< もしも、の話 >

 もしもはもしもであってもしもでしかない。そう口にすれば、目の前の王女は首をかしげた。ややこしいですわ、と彼女は言う。

「つまり、何が言いたいんですの。大佐」
「おや。ナタリアは賢くないわけでもないでしょうに、私の言わんとしていることがわからないんですか」

 ジェイドが肩をすくめてみせれば、彼の予想通りにナタリアは頬を膨らませた。子供のような怒りの表し方に、苦笑を禁じ得ない。苦い笑いをこぼしたところで、ますます彼女の機嫌を損ねてしまうだけだろう。

「大佐!」
「はいはい、すみませんね。つまりですね、私は仮定の話が大嫌いということです」
「ですが、物事を考える際、さまざまな想定をするのではありませんか」
「可能性の問題です。この世の中に選択は二つしかないのですよ、ナタリア。なるであろうことと、決してならないこと、この二択だけ」

 そしてジェイドが口にする仮定とは、決してならないことを意味したものである。そう告げればナタリアはわずかにうつむいて、しばらく逡巡したのちに頷いた。同意を意味する首肯ではあったが、ジェイドに向けられた表情は複雑そうだ。

「……わたくしには、なんだか無理やりな意見のようにも思えますけれど。確実性を求めるのなら、それも間違いではないのかも知れませんわ。現実にはなり得ないものだから、大佐は『もしも』が嫌いなんですの?」
「ええ、そうですよ。ご理解いただけて何よりです」

 わずかに腰を屈めて、ジェイドはナタリアへ顔を近づけた。目を細めてみせれば、また馬鹿にでもされたと思ったのか、眉根を寄せた表情が作られる。ジェイドはやれやれと、今度はため息を隠さなかった。

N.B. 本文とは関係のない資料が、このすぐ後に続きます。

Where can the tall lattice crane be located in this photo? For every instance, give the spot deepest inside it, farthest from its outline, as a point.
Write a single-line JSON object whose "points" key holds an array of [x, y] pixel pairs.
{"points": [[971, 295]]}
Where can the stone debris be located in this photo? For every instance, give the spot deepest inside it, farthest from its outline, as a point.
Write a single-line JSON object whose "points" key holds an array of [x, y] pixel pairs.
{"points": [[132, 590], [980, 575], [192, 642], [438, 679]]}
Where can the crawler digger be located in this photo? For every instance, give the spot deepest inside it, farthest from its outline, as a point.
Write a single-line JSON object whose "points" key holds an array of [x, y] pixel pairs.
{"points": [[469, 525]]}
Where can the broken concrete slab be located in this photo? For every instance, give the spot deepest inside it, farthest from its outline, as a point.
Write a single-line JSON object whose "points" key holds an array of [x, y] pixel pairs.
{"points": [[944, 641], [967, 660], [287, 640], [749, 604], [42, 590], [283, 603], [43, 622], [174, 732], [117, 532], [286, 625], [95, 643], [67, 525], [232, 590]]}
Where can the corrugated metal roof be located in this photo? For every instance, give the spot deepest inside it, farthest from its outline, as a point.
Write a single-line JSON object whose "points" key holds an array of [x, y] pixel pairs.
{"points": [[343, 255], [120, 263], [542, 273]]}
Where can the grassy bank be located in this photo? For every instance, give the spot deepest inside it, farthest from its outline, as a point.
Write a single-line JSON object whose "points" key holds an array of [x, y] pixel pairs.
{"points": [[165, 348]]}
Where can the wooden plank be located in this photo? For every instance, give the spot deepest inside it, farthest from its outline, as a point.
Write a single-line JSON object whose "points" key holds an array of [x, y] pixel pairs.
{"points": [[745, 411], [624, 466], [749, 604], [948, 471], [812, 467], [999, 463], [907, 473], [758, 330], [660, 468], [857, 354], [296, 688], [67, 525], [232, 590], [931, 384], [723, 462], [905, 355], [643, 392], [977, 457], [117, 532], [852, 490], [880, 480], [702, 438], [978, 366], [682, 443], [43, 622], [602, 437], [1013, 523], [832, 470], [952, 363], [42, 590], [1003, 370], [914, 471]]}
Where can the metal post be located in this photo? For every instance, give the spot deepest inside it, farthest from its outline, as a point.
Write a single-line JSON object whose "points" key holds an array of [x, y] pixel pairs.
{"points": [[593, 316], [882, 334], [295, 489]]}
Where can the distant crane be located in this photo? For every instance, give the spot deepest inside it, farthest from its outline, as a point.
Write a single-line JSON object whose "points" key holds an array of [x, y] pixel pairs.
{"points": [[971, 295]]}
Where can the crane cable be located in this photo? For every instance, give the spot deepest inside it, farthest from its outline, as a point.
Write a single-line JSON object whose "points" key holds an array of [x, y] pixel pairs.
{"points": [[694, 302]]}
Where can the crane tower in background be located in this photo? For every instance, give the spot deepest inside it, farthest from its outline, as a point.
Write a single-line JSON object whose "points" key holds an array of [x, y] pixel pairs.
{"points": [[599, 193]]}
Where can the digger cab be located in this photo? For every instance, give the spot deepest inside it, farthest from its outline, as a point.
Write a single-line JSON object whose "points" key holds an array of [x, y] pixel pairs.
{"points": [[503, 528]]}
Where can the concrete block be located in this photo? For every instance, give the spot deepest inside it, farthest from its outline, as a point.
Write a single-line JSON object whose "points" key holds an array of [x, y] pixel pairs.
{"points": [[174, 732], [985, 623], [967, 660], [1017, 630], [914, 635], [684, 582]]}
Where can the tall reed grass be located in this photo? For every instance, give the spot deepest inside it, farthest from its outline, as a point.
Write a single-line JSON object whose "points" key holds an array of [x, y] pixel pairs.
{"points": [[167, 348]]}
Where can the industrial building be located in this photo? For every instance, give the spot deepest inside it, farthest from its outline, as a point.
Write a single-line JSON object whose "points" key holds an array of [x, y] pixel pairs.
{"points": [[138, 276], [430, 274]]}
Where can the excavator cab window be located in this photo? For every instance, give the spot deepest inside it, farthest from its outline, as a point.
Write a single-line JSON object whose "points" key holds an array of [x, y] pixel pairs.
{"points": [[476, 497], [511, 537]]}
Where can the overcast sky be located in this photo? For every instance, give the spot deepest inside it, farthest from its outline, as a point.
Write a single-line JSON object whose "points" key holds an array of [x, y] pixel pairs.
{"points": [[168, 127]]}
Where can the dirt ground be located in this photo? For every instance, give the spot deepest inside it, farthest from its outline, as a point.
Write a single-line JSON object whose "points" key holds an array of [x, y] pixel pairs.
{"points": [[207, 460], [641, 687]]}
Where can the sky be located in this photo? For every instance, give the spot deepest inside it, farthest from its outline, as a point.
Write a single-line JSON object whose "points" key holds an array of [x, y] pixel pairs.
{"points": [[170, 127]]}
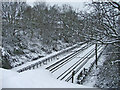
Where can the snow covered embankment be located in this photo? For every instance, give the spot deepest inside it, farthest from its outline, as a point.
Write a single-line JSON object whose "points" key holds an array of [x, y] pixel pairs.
{"points": [[38, 78]]}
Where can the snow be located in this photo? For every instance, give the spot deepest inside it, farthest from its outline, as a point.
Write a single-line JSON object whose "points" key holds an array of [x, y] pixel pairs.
{"points": [[38, 78], [41, 59]]}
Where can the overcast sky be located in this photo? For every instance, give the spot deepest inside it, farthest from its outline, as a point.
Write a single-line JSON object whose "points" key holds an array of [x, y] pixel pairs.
{"points": [[76, 4]]}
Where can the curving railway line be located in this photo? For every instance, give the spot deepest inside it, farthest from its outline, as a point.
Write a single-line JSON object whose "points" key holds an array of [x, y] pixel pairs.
{"points": [[63, 68]]}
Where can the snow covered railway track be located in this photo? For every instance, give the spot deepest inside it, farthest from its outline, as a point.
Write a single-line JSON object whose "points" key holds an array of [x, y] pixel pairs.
{"points": [[66, 74], [55, 66], [47, 59]]}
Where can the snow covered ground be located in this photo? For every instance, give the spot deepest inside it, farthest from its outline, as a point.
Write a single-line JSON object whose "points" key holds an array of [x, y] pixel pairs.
{"points": [[38, 78]]}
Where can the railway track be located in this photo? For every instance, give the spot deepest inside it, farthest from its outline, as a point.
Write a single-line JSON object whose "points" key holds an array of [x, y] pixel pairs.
{"points": [[52, 68], [67, 73]]}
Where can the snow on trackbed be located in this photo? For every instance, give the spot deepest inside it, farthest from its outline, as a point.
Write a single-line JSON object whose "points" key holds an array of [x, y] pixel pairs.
{"points": [[38, 78]]}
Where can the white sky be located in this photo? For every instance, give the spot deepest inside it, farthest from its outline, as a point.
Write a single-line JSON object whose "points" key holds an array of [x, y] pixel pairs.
{"points": [[76, 4]]}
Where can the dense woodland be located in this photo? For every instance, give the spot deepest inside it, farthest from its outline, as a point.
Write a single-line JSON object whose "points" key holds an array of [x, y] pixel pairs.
{"points": [[30, 32]]}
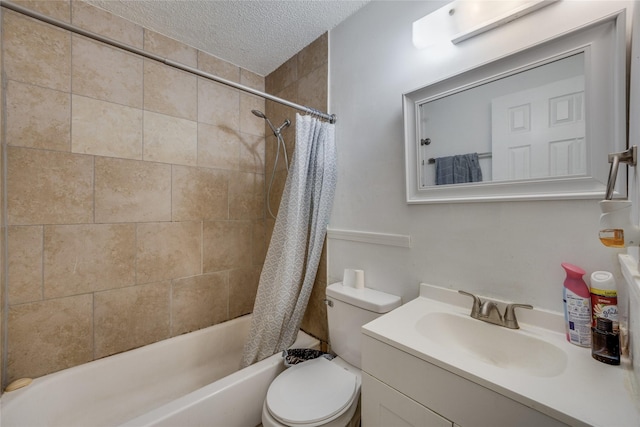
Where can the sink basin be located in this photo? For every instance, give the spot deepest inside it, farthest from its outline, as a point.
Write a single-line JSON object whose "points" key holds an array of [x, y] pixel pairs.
{"points": [[492, 344]]}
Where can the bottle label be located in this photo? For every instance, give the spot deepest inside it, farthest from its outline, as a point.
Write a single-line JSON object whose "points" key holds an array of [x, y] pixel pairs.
{"points": [[606, 306], [579, 318]]}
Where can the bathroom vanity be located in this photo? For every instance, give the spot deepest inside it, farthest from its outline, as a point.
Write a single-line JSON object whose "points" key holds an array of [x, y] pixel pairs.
{"points": [[428, 363]]}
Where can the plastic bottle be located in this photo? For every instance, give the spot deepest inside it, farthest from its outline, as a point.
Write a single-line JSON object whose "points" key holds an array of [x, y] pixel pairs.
{"points": [[577, 306], [604, 298], [605, 337]]}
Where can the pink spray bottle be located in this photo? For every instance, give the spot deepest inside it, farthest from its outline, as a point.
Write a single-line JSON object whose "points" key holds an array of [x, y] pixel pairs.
{"points": [[577, 306]]}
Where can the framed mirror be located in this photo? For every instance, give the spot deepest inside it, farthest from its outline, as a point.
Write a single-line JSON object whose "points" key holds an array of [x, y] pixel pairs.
{"points": [[534, 125]]}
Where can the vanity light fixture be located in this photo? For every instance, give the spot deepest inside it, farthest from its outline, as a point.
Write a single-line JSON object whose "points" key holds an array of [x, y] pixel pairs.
{"points": [[461, 20]]}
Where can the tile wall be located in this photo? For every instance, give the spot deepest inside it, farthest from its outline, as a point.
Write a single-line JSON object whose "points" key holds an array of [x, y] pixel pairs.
{"points": [[135, 191], [302, 79]]}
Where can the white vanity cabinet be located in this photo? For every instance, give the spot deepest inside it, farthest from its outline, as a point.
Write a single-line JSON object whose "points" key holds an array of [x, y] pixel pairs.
{"points": [[383, 406], [399, 389]]}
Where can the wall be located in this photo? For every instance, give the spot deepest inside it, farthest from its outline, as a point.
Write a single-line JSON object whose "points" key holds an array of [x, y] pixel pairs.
{"points": [[135, 192], [301, 79], [508, 250]]}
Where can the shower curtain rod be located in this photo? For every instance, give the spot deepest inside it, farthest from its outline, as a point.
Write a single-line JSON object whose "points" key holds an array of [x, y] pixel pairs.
{"points": [[40, 17]]}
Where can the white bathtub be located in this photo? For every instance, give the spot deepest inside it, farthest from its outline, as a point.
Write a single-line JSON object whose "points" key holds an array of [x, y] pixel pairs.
{"points": [[189, 380]]}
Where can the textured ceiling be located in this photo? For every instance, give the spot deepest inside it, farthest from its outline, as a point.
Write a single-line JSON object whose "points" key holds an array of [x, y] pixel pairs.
{"points": [[256, 35]]}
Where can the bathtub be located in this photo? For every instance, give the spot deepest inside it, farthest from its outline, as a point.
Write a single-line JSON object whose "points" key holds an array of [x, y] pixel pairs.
{"points": [[190, 380]]}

「怒らないでください、ナタリア。馬鹿になんてしてませんよ」
「見損なわないでくださいませんか。わたくしは馬鹿にされたなんて思っていませんし、そうされたところで怒るほど狭隘でもありませんわ」
「そうですか。心が広い王女様で何よりです」
「……大佐?」

 わざとらしいほどの恭しさを体現すれば、そこでナタリアの表情が動く。ジェイドの態度が気に障ったのではない、彼女はただ不思議そうにしている。
 ジェイドはその時、「まずい」と思った。自分では冷静なつもりだったはずだが、どこかに動揺が現れてしまったのかも知れないと。入れるべきではなかった箇所へ、力が入ってしまった。

(不覚、迂闊。ああ、しまった)

 ナタリアは賢くないわけではない。王女として育ってきたからか、あるいは本来の性格か。どこかずれたところはあれど、時に彼女はあまりにも鋭すぎた。
 才媛ゆえか、あるいはその純粋さゆえか。まっすぐ、真実に辿りつく。
 なんでもありません、ただのたわごとです。あなたはお気にならさぬように。言おうとして、それを遮られてしまう。

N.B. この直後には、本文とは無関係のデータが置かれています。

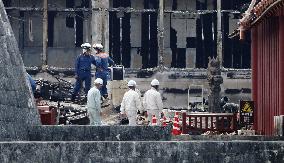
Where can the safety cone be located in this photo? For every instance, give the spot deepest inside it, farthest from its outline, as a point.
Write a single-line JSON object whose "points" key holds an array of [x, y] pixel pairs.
{"points": [[176, 127], [164, 121], [154, 120]]}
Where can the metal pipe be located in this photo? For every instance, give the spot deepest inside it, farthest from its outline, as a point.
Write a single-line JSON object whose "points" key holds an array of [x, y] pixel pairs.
{"points": [[161, 36], [45, 35], [219, 33]]}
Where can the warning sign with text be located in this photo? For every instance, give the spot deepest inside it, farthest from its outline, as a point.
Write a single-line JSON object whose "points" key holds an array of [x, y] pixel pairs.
{"points": [[246, 112]]}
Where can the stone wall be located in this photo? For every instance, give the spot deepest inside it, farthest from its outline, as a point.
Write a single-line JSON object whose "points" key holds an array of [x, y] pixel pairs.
{"points": [[141, 152], [99, 133], [17, 108]]}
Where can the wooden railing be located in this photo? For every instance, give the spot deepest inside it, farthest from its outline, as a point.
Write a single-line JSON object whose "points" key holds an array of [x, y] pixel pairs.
{"points": [[202, 122]]}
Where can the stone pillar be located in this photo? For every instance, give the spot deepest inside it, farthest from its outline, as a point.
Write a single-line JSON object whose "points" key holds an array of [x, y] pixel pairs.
{"points": [[100, 23], [215, 80], [17, 107]]}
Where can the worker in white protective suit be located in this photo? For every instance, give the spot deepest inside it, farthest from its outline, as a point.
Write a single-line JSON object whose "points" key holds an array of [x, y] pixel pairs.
{"points": [[152, 102], [94, 103], [131, 103]]}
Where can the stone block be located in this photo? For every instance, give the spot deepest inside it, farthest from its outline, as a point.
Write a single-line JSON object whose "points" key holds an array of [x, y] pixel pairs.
{"points": [[190, 57], [167, 57], [136, 58]]}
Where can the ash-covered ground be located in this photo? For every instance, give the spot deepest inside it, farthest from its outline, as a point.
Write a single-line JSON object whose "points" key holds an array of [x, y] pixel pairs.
{"points": [[174, 86]]}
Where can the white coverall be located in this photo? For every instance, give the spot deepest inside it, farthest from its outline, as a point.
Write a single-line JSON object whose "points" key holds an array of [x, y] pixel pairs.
{"points": [[153, 104], [130, 104], [94, 106]]}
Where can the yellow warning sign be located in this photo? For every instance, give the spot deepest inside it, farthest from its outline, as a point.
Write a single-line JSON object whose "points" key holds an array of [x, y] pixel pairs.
{"points": [[247, 108]]}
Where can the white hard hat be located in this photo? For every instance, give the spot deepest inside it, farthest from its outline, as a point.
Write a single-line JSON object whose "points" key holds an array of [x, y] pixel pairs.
{"points": [[98, 46], [131, 83], [86, 46], [155, 82], [99, 81]]}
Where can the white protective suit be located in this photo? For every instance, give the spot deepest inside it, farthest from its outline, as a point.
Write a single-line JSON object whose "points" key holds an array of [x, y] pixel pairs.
{"points": [[130, 104], [153, 104], [94, 106]]}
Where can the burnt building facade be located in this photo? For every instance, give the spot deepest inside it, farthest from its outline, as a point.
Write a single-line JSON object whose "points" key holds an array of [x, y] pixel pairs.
{"points": [[129, 30]]}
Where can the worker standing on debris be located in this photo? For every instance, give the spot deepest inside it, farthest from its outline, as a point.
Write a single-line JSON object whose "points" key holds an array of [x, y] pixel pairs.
{"points": [[32, 82], [131, 103], [103, 60], [94, 103], [83, 70], [152, 101]]}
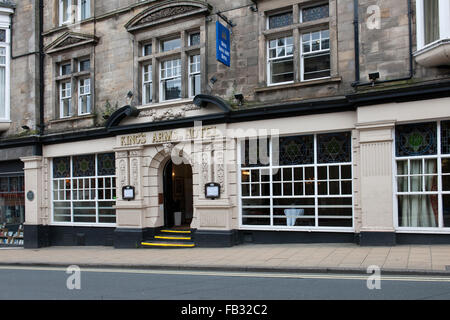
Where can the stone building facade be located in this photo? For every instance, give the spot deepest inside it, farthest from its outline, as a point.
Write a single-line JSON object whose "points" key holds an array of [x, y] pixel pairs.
{"points": [[19, 109], [347, 100]]}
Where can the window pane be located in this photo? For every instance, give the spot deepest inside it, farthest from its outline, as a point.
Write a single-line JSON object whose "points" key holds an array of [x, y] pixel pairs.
{"points": [[445, 137], [334, 147], [282, 70], [172, 44], [316, 66], [418, 210], [446, 207], [106, 164], [66, 69], [416, 139], [194, 39], [295, 150], [172, 89], [147, 49], [85, 65], [431, 17], [315, 13], [84, 166], [85, 9], [280, 20]]}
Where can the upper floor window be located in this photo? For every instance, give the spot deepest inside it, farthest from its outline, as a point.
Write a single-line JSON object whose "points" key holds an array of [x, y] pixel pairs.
{"points": [[280, 20], [169, 45], [298, 45], [314, 13], [74, 88], [170, 80], [433, 21], [281, 60], [315, 55], [71, 10], [170, 69]]}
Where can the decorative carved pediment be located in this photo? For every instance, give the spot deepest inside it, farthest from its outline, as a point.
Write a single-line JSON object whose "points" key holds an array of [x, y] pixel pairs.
{"points": [[167, 11], [69, 40]]}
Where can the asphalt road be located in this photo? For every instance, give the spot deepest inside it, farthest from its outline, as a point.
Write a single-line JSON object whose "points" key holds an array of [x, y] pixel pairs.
{"points": [[24, 283]]}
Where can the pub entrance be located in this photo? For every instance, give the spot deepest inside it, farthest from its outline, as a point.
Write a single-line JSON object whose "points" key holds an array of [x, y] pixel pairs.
{"points": [[178, 196]]}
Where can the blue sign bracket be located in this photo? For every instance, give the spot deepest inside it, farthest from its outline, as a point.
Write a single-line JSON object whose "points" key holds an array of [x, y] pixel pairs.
{"points": [[223, 44]]}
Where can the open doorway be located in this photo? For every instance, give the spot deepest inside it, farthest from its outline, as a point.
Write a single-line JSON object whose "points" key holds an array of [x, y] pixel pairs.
{"points": [[178, 196]]}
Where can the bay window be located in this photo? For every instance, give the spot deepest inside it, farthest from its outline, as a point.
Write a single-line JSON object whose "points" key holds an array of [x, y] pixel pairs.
{"points": [[306, 182], [84, 189], [423, 175]]}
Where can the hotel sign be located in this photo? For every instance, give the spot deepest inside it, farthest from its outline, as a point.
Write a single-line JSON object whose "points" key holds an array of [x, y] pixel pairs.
{"points": [[223, 51], [168, 136]]}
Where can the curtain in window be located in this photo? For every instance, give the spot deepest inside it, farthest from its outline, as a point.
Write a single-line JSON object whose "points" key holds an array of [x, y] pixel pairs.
{"points": [[431, 16], [2, 92], [418, 210]]}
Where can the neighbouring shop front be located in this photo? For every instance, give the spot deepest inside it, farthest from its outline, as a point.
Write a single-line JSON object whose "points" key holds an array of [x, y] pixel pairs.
{"points": [[12, 203]]}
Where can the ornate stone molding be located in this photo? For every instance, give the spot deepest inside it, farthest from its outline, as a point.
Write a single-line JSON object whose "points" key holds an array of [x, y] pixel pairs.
{"points": [[167, 11], [169, 114], [69, 40]]}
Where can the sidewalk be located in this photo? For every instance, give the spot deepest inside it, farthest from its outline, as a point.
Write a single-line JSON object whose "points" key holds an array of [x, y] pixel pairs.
{"points": [[349, 258]]}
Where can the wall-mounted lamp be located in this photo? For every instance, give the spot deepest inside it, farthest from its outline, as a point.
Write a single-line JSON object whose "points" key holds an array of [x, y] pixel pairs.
{"points": [[239, 97], [373, 77]]}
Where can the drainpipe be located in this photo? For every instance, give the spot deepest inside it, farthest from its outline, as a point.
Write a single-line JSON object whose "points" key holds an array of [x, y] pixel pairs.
{"points": [[357, 82], [40, 125]]}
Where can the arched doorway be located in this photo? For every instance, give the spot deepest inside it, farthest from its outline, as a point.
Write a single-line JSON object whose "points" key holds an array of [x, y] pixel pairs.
{"points": [[178, 195]]}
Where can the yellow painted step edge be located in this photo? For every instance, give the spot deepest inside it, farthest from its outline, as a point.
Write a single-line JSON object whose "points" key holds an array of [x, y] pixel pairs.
{"points": [[173, 238], [175, 231], [167, 244]]}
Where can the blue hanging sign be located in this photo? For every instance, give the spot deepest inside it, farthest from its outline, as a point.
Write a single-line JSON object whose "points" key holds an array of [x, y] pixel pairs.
{"points": [[222, 44]]}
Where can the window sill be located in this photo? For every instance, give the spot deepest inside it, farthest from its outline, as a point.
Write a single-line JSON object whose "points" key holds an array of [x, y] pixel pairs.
{"points": [[73, 118], [299, 84], [5, 125], [435, 54]]}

「わたくしが王女であることが、大佐にとって気に障るものですの?」

 それも、正解をもって阻まれるのだから、ジェイドには笑うしかできなかった。

(聡明でいるのは、もっと違う場所であってほしかったのに。このひとは)

 なすりつけたところで、現状は変わらない。そもそもジェイドが失言をしたことが問題なのだから、これは完全な責任転嫁だ。ナタリアは何も悪くない。ただ、核心をついただけで。

「……いいえ、ナタリア。気に障るなんてとんでもありませんよ。人の生まれなど、それこそ誰のせいでもないのですから」
「けれど大佐、だからこそどうしようもできない事実に、人は嘆き悲しむのですわ。あなたも、そうなのではありませんか?」
「ナタリア」

 ジェイドはナタリアへ微笑みかけた。人を食ったような笑顔、微笑み続けられることで不快を覚える、そんな笑い方を貼りつけてみせる。そうすることで、これ以上の話題の発展を避けようとした。これ以上は踏み込むことを許さないと、表情で告げる。
 ナタリアは賢い。鈍いところもあれど、人の感情を読み取れないわけではないのだ。

「大佐、あなたは」
「ナタリア。私が浅はかでした、もうやめましょう」

 言うんじゃなかったと、ジェイドは後悔した。軽い話題ですませるつもりが、どこでどう間違えてしまったのか。個人的な感情を漏らしてしまうことなどないと驕った結果だというなら後で自分を責め立てよう、だから今は解放してほしいと、ジェイドは懇願した。
 けれどナタリアは、離してくれない。明るい緑色の目が、いつも以上にきらめいてジェイドを貫いている。綺麗なその輝きは、ジェイドにはまぶしすぎた。

(言わせないでほしい)

 大の大人が小娘にかき乱されるというのは、面白くない。なんて無様な。

「逃げるおつもりですの、大佐」

 なんて失態。

(言わせないでほしいのに、何も)

 その思いとはうらはらに、くちびるが開いていた。自分の意識しないところで、音にすべきではない言葉が命を持ってしまう。

「……もしもなんて、私は大嫌いです」
「ええ」
「もしもあなたが王女でなければ。……いいえ、現にあなたは王女ではなかった。けれど周りはあなたを王女だと認めている。あなたの行動が、思想が、周りの信頼を得て、ナタリアを完全な王女にした」

 身分ほど、役に立つものはない。
 身分ほど、煩わしいものはない。

「もしもあなたが王女でなければ」

 なんて面倒なものが、この世にはあるのだろう。

「もしもあなたが自国の民に好かれる人間でなければ」

 誰からも見向きされないのなら、掠め取るのは簡単だった。誰にも知られることなく、欲しいものを欲しがれた。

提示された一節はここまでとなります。